Marah

1.1K 173 118
                                    

"Hyung ada yang mau aku bicarakan."


Heeseung membuka suara, saat ini ia dan Suaminya sedang berada di dalam mobil, perjalanan pulang menuju rumah setelah berbelanja kebutuhan untuk Acara Syukuran Ni-ki besok.

"Ngomong aja, Hyung dengerin."


"Tidak di sini Hyung, dirumah aja ya."


K diam nampak menimbang beberapa saat, membuat Heeseung berharap Suaminya mau mengiyakan permintaanya. Sejujurnya sudah sejak kemarin Heeseung ingin mengajak suaminya berbicara, sejak insiden makan malam itu ia menyadari bahwa suasana semakin canggung antara suaminya dan anak-anaknya. Heeseung tidak ingin keluarganya menjadi terpecah belah seperti ini. Tapi ia tak menemukan waktu yang tepat untuk berbicara dengan suaminya.










"Bicara di sini atau tidak sama sekali."



Heeseung hanya bisa menghela nafas panjang, sebelum akhirnya menyerah, tidak ingin membuat Suaminya berubah pikiran, akhirnya ia memutuskan untuk berbicara setelah memantapkan hatinya.


"Soal perjodohan Ni-Ki, apa tidak sebaiknya kita bicarakan baik-baik. Maksudku, anak-anak sudah besar Hyung, mereka sudah bebas menentukan jalan hidup mereka masing-masing."


K menghentikan mobil dengan tiba-tiba membuat Heeseung kaget dan hampir terpental ke depan jika saja ia tidak memakai sabuk pengaman. "Apa maksudmu aku tidak bisa mengatur mereka? Ni-Ki ANAKKU Seung. Kau harus tahu itu, kau yang seharusnya tidak ikut campur dengan semua ini."


Sejujurnya Heeseung sangat sakit hati dengan kalimat yang terlontar dari mulut K. Suaminya itu seakan membangun sekat, menegaskan bahwa Heeseung bukan orang tua kandung Ni-Ki, membuat hatinya terasa teremas.
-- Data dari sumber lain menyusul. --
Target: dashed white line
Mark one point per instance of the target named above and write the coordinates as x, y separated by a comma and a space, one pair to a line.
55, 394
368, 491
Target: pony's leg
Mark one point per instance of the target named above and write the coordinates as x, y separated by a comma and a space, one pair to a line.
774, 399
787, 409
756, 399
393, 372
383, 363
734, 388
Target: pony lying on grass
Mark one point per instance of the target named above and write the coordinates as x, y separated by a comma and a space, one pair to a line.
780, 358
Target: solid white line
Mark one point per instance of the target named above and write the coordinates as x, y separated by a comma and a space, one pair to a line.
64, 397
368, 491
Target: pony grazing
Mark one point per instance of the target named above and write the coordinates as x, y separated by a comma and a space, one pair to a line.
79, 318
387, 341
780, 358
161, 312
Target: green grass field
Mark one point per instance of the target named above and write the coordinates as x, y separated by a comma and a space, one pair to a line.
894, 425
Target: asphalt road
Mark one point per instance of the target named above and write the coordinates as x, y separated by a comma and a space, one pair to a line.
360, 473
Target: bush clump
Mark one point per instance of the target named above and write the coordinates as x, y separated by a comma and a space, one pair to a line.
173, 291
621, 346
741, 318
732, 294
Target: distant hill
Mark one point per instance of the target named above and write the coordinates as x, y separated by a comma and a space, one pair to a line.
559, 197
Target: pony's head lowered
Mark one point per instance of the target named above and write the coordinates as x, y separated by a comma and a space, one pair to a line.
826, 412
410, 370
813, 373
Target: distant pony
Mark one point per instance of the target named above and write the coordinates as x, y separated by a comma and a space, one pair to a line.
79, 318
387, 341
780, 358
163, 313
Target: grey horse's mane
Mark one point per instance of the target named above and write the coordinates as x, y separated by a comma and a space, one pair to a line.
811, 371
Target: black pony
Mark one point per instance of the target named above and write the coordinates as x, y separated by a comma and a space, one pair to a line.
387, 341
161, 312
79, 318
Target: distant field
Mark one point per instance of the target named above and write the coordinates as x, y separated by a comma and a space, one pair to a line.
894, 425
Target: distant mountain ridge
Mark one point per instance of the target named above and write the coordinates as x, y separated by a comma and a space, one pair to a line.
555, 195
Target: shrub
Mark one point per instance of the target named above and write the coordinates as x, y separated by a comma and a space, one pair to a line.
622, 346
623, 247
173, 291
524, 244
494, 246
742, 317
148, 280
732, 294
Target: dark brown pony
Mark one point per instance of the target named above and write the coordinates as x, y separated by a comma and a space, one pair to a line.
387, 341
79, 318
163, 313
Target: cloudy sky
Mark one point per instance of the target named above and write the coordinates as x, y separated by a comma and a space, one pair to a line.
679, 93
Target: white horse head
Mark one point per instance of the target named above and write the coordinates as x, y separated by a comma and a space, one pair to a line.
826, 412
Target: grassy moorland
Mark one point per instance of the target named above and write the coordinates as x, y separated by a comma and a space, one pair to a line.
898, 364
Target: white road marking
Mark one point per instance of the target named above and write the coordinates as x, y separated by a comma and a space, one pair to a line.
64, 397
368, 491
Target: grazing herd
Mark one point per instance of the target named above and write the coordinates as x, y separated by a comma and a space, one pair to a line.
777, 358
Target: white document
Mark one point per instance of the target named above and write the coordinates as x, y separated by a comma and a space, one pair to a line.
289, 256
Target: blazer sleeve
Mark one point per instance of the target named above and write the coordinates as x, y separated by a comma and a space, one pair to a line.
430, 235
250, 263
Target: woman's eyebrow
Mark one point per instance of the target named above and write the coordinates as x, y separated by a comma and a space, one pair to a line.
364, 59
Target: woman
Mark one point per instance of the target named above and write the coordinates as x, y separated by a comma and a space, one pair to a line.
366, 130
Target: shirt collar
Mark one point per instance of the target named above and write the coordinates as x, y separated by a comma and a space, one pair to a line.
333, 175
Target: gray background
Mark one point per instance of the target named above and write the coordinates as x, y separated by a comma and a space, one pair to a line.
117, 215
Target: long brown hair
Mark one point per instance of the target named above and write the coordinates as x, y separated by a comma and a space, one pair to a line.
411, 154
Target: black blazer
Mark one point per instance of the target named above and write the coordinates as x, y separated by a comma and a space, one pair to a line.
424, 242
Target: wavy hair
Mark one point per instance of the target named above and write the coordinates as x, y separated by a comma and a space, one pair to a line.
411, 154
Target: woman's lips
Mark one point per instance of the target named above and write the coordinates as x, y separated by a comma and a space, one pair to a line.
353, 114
Sedikit tidak percaya bahwa Suaminya tega berkata seperti itu.


"Hyung, Ni-Ki juga anakku. Dan aku tidak mengatakan bahwa Hyung tidak bisa mengatur Ni-ki. Kita memang sebagai orang tua ingin yang terbaik untuk anak kita, tapi setidaknya kita harus mendengarkan pendapat mereka juga Hyung."


"Sudah ku katakan keputusanku sudah bulat, ini semua demi kebaikan Ni-Ki."


"Hyung, setidaknya beri Ni-Ki kesempatan untuk berbicara. Kita sebagai orang tua tidak boleh egois."


"Egois katamu? Kamu mau bilang aku tidak becus menjadi orang tua, begitu Lee Heeseung!!" Heeseung tersentak ketika K membentaknya, untuk pertama kali selama pernikahan mereka K membentaknya dan membuatnya sakit hati.






"Ku rasa kau sebaiknya keluar dari sini sebelum kesabaranku habis dan bermain tangan padamu Seung."





Tak ada pilihan lain untuk Heeseung selain keluar dari mobil, tidak ingin membuat sang Suami lebih marah padanya. Heeseung hanya bisa memperhatikan kepergian suaminya dengan tatapan penuh kekecewaan.


Heeseung tidak tahu, sama sekali tidak mengerti mengapa Suaminya berubah seperti ini. Padahal kemarin mereka masih baik-baik saja, K masih menyayanginya dan memperlakukannya dengan lembut. Tetapi tiba-tiba saja Suaminya berubah 180°. Jujur saja, Heeseung merasa tidak mengenal sosok K saat ini, dimana perginya Suaminya yang begitu penyayang?




"Ni-Ki maafkan Papa." Heeseung bergumam pelan seraya berjalan lemah, kakinya ia biarkan berjalan tanpa arah mengikuti kemana langkahnya akan membawanya.



'Lee Heeseung jangan cengeng.' Heeseung mencoba menguatkan hatinya, berusaha menahan air matanya agar tidak keluar. Dia tidak mau menjadi cengeng, dia tidak mau menangis, tapi matanya tidak bisa diajak kerja sama dan membuat beberapa tetes air mata berhasil lolos dan jatuh ke pipinya.